Wien - "Mit der Bestellung von zwei Männern zu neuen Sektionschefs im Umweltministerium zeigt BM Pröll sein wahres Gesicht: Der Minister, der sich gerne weltoffen gibt, entlarvt sich als stockkonservativ und verwehrt gut qualifizierten Frauen einen Karriereschritt. Eine Ohrfeige für alle Frauen in Österreich", kritisiert Brigid Weinzinger, Frauensprecherin der Grünen, in einer Aussendung die am 30. Mai bekannt gegebene Personalentscheidung in Prölls Ministerium.

Rechtfertigung "zweifelhaft"

Obwohl sich hochqualifizierte Frauen für die beiden Posten beworben hätten, hat Pröll die Sektionen Umweltpolitik und Wasser männlich nachbesetzt. "Prölls Rechtfertigung, er sei dabei lediglich den Empfehlungen einer unabhängigen Begutachtungskommission gefolgt, ist mehr als zweifelhaft und auch nicht ausreichend", so Weinzinger. Denn Pröll ignoriere mit seiner Entscheidung nicht nur das Bundesgleichbehandlungsgesetz, das eine Verpflichtung zur Beseitigung bestehender Defizite bei Frauen in Führungspositionen vorsehe, sondern missachte auch die Vorgaben seines eigenen Ressorts, meint Weinzinger. Im Nachhaltigkeitsbericht des Umweltministeriums sei nämlich eine Erhöhung des Frauenanteils - speziell in Führungspositionen - durch die verbindliche Umsetzung der Vorgaben des Frauenförderplans bei jeder Nachbesetzung festgeschrieben. "Es stellt sich die Frage, was der Minister wirklich wollte. Hätte er die bestehenden Vorgaben zur Frauenförderung ernst genommen, hätte er die Begutachtungskommission auf eben diese Richtlinien hinweisen müssen. Geeignete Bewerberinnen hat es gegeben. Ganz offensichtlich war ihm das aber kein Anliegen", so Weinzinger, und abschließend: "So bleibt das Umweltministerium mit acht Sektionschefs und keiner einzigen Sektionschefin eine frauenpolitische Wüste. Das Bekenntnis zur Förderung von Frauen in Führungspositionen von Pröll ist das Papier nicht Wert, auf dem es geschrieben steht."

Ministerium: "Vorschläge entsprechen gesetzlichen Anforderungen"

Weinzingers Kritik trifft im Bundesministerium für Land- und Forstwirtschaft, Umwelt und Wasserwirtschaft auf Unverständnis und wurde kategorisch zurückgewiesen. Schon während des laufenden Ausschreibungsverfahrens versuchten Grüne Parlamentsabgeordnete die Entscheidungsfindung durch öffentlichen Druck unzulässig zu beeinflussen, heisst es von ministerieller Seite in einer Aussendung. Die Entscheidung sei entsprechend den gesetzlichen Vorgaben getroffen worden - Weinzingers Zweifel sei eine Ablehnung der Entscheidungen unabhängiger Begutachtungskommissionen. Dies sei "als keine Ohrfeige für alle Frauen sondern als Ohrfeige für den Rechtsstaat" zu sehen.

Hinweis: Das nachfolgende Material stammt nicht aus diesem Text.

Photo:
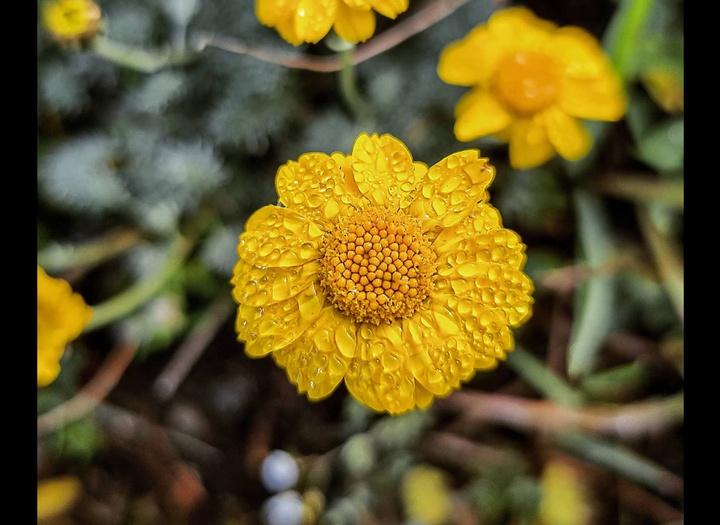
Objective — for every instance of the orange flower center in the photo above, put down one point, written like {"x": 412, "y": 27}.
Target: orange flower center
{"x": 527, "y": 82}
{"x": 378, "y": 266}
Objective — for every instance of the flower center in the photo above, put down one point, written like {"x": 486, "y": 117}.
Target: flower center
{"x": 378, "y": 266}
{"x": 527, "y": 82}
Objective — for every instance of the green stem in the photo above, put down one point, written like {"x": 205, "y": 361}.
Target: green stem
{"x": 623, "y": 462}
{"x": 139, "y": 59}
{"x": 624, "y": 33}
{"x": 542, "y": 378}
{"x": 59, "y": 257}
{"x": 349, "y": 88}
{"x": 595, "y": 298}
{"x": 668, "y": 259}
{"x": 644, "y": 189}
{"x": 132, "y": 298}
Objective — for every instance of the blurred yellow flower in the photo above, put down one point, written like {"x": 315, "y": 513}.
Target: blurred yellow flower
{"x": 71, "y": 20}
{"x": 309, "y": 21}
{"x": 56, "y": 497}
{"x": 565, "y": 496}
{"x": 531, "y": 84}
{"x": 374, "y": 269}
{"x": 427, "y": 496}
{"x": 62, "y": 316}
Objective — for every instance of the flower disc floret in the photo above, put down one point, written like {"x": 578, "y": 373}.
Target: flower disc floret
{"x": 379, "y": 272}
{"x": 377, "y": 266}
{"x": 532, "y": 84}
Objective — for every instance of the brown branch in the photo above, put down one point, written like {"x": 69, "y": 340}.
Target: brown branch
{"x": 93, "y": 393}
{"x": 190, "y": 351}
{"x": 429, "y": 15}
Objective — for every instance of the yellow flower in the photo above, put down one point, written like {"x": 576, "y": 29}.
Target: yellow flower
{"x": 62, "y": 316}
{"x": 531, "y": 83}
{"x": 71, "y": 20}
{"x": 374, "y": 269}
{"x": 309, "y": 21}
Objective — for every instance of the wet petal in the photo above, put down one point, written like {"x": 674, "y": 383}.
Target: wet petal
{"x": 279, "y": 237}
{"x": 382, "y": 389}
{"x": 353, "y": 25}
{"x": 451, "y": 189}
{"x": 383, "y": 169}
{"x": 390, "y": 8}
{"x": 314, "y": 19}
{"x": 483, "y": 218}
{"x": 268, "y": 328}
{"x": 271, "y": 12}
{"x": 442, "y": 357}
{"x": 486, "y": 270}
{"x": 313, "y": 362}
{"x": 258, "y": 286}
{"x": 529, "y": 144}
{"x": 315, "y": 187}
{"x": 567, "y": 134}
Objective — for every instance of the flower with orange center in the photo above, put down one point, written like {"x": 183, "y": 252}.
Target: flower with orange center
{"x": 379, "y": 271}
{"x": 532, "y": 85}
{"x": 62, "y": 316}
{"x": 71, "y": 20}
{"x": 309, "y": 21}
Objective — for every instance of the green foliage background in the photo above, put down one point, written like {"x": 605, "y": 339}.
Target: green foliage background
{"x": 147, "y": 171}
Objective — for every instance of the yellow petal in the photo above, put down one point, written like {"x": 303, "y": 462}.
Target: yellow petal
{"x": 354, "y": 25}
{"x": 258, "y": 286}
{"x": 62, "y": 315}
{"x": 478, "y": 113}
{"x": 486, "y": 270}
{"x": 463, "y": 62}
{"x": 529, "y": 144}
{"x": 567, "y": 134}
{"x": 315, "y": 186}
{"x": 423, "y": 397}
{"x": 442, "y": 357}
{"x": 590, "y": 87}
{"x": 313, "y": 362}
{"x": 383, "y": 169}
{"x": 451, "y": 189}
{"x": 382, "y": 387}
{"x": 390, "y": 8}
{"x": 57, "y": 496}
{"x": 268, "y": 328}
{"x": 271, "y": 12}
{"x": 481, "y": 219}
{"x": 279, "y": 237}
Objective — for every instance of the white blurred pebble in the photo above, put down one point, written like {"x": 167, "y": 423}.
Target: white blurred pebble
{"x": 279, "y": 471}
{"x": 284, "y": 508}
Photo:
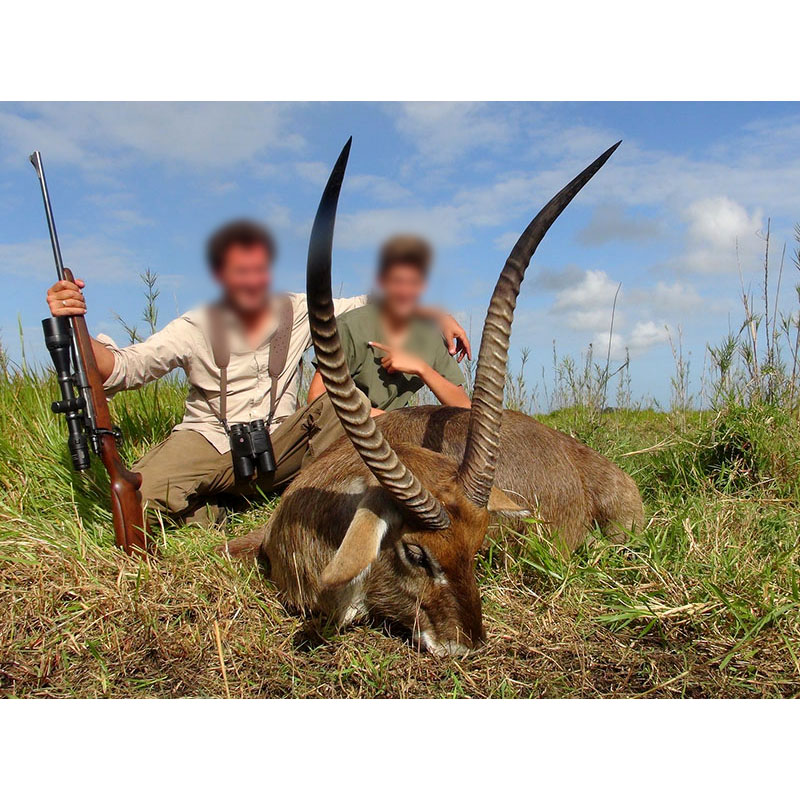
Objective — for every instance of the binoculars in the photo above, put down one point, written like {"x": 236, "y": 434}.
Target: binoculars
{"x": 251, "y": 450}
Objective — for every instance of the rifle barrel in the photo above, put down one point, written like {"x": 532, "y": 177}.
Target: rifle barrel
{"x": 36, "y": 160}
{"x": 83, "y": 382}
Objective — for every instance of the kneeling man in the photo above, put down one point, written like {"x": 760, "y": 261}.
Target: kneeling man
{"x": 263, "y": 337}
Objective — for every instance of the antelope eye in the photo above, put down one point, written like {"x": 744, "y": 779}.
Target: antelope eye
{"x": 415, "y": 555}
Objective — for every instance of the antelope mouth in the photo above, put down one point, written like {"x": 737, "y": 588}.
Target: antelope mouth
{"x": 441, "y": 648}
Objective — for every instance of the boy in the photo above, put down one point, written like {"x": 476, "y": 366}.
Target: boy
{"x": 391, "y": 351}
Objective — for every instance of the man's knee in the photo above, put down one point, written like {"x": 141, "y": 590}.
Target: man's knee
{"x": 179, "y": 471}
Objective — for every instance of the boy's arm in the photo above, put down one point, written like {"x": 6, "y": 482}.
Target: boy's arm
{"x": 454, "y": 335}
{"x": 317, "y": 388}
{"x": 447, "y": 392}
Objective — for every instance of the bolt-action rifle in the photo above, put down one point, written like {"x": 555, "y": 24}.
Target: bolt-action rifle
{"x": 84, "y": 405}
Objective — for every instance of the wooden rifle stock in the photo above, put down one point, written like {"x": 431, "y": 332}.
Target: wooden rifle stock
{"x": 130, "y": 529}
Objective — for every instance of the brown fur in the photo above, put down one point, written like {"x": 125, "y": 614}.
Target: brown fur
{"x": 564, "y": 483}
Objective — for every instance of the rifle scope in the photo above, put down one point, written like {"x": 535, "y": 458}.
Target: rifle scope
{"x": 58, "y": 339}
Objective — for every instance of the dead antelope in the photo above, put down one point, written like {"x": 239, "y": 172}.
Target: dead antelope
{"x": 388, "y": 521}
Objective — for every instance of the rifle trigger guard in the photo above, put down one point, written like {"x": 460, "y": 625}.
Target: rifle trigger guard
{"x": 115, "y": 432}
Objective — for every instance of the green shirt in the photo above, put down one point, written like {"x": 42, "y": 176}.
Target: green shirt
{"x": 384, "y": 390}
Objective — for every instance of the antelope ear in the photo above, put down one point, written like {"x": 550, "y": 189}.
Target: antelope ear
{"x": 501, "y": 503}
{"x": 361, "y": 544}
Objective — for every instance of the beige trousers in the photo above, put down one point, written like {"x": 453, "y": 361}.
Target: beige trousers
{"x": 185, "y": 474}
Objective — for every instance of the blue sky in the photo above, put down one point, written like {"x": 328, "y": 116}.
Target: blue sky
{"x": 140, "y": 185}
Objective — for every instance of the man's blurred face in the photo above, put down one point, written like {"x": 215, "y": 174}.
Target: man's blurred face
{"x": 246, "y": 277}
{"x": 402, "y": 287}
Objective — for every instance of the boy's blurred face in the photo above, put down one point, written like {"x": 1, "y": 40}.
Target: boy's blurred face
{"x": 246, "y": 278}
{"x": 402, "y": 287}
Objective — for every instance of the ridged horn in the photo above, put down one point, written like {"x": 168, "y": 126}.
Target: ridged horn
{"x": 483, "y": 435}
{"x": 350, "y": 405}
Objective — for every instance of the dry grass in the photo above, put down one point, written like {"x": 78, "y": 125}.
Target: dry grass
{"x": 704, "y": 603}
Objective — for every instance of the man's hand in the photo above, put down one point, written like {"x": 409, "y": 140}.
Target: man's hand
{"x": 66, "y": 298}
{"x": 397, "y": 360}
{"x": 455, "y": 337}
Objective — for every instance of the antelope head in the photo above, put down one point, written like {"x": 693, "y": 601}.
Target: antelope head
{"x": 423, "y": 517}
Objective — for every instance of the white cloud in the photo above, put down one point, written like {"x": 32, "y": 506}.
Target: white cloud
{"x": 717, "y": 226}
{"x": 611, "y": 222}
{"x": 587, "y": 304}
{"x": 642, "y": 337}
{"x": 646, "y": 334}
{"x": 667, "y": 297}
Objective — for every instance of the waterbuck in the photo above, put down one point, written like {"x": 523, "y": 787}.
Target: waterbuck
{"x": 387, "y": 522}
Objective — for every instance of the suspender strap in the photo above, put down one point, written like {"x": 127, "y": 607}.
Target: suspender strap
{"x": 278, "y": 353}
{"x": 220, "y": 349}
{"x": 279, "y": 350}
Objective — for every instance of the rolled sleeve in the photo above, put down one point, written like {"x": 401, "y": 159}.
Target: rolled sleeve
{"x": 146, "y": 361}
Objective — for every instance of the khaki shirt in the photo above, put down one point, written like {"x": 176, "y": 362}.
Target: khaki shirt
{"x": 185, "y": 342}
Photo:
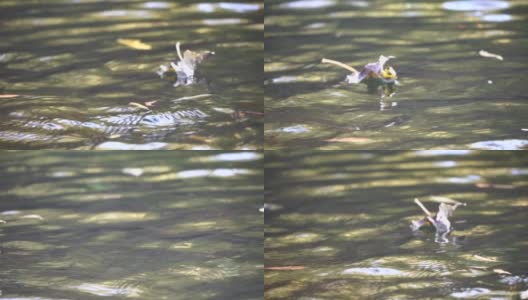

Die neuen Sektionsleiter, Günter Liebel für die Umweltsektion und Wilfried Schimon für die Wassersektion, waren vorher als Sektionsleiterstellvertreter tätig und unter einer Vielzahl von qualifizierten Persönlichkeiten, die sich beworben hatten als bestens für diese Funktion qualifiziert gereiht worden, hieß es abschließend. (red)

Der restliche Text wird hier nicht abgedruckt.